As if I didn't have enough drama going on last week due to the offer that was made on my house, my homeowner's association decided to add a little more. I got a letter from the HOA Saturday in the mail that told me I had violated the covenants by having a for sale sign in my front yard. Even though the sign has been there for 10 months and one-half to two-thirds of the houses in this neighborhood have had similar signs up over the last two years, the HOA ordered me to remove the sign within seven days, or they would remove it for me and access me a $150 fine.To say I was livid was an understatement. I called the number in the letter, and, of course, no one answered so I left a not-so-nice message on the management company's voice mail. I then dragged out the covenants and read the section regarding signs. According to the section, the declarant may put a for sale sign on the property without first seeking the HOA's permission. You or your bank may also put one when the house is in foreclosure or you're trying to do a deed in lieu of foreclosure.
The way the covenants read led me to believe that I was the declarant so I called and left a second message to that effect. Those messages were returned by a snarky little thing who informed me that I was not the declarant; the builder was. She also refused to tell me why I was being the one singled out; that is, why the HOA had not made anyone else remove their signs, why they didn't say something 10 months ago, and why they haven't done anything about the numerous other violations that have dragged the value of my property down (e.g., the car that was up on blocks for two years, the window fans, the weeds up to my waist, the dog feces in my mailbox, etc.). She just told me I had to remove it or pay the consequences. Furthermore, if I applied for permission to display it, the HOA had every right to wait 30 days before looking at my request and to deny it outright.
I don't have $150 to waste on a freakin' sign so I took it and my ADT sign, which wasn't mentioned in the letter but would still fall under that section, down yesterday. I put them in the garage, but there was a much darker place that I would have liked to put them, if you catch my drift.

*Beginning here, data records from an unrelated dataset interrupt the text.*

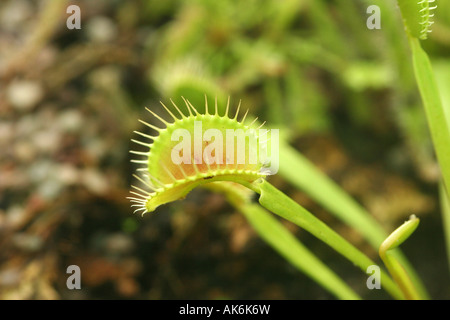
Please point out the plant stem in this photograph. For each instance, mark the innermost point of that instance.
(276, 201)
(393, 265)
(301, 173)
(284, 242)
(445, 205)
(434, 110)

What gets me, other than the random enforcement of the covenants, is that the state of this neighborhood is the very reason I can't sell my house. I can't get anyone, including the people who were supposed to see it Saturday, to get past the driveway because the neighborhood has gone down that badly in the last five years. Meanwhile, I'm one of the few people who actually upkeeps her property. I plant flowers. I put out fresh pine straw twice a year. I pick up those little brats' trash. On top of that, I'm trying to sell my house before it becomes yet one more vacant, foreclosed property that drags down the property values that much further, but I'm the one they choose to single out. I'm the one who has to take down her for sale sign. I'm the one whose pool of potential buyers has been reduced that much further.
Now I'd understand if I lived near the country club in a home worth $500,000 to $1 million, but I don't. I'm so far from the country club that it's not even funny. I can't even get someone to pay $70,000 for this house for the reasons already mentioned. So the HOA seriously wants to tell me that my for sale sign is detracting from the beauty of this neighborhood? Seriously? What beauty? Please, somebody point it out to me because I haven't seen any beauty in years.
Since Saturday, I have been asking myself, "Why me?" The only answers that I can come up with have to do with the neighbors from hell, the ones who have made the last four years of my life completely miserable. Either their out-of-control, foul-mouthed monsters kicked the sign--it would explain why it was leaning last week--and hurt their precious toes so their parents reported me--who cares that they had to be trespassing once again to be kicking the sign or that the pure act of kicking it is a criminal offense--or the parents got brought up on a violation and automatically assumed that I was the one who reported them. Every time they get reported for something, I hear the little brats outside blaming me. I can say I didn't do it until I'm blue in the face, but they're still going to blame me. It's just one more reason that, one way or the other, I have got to get out of this neighborhood.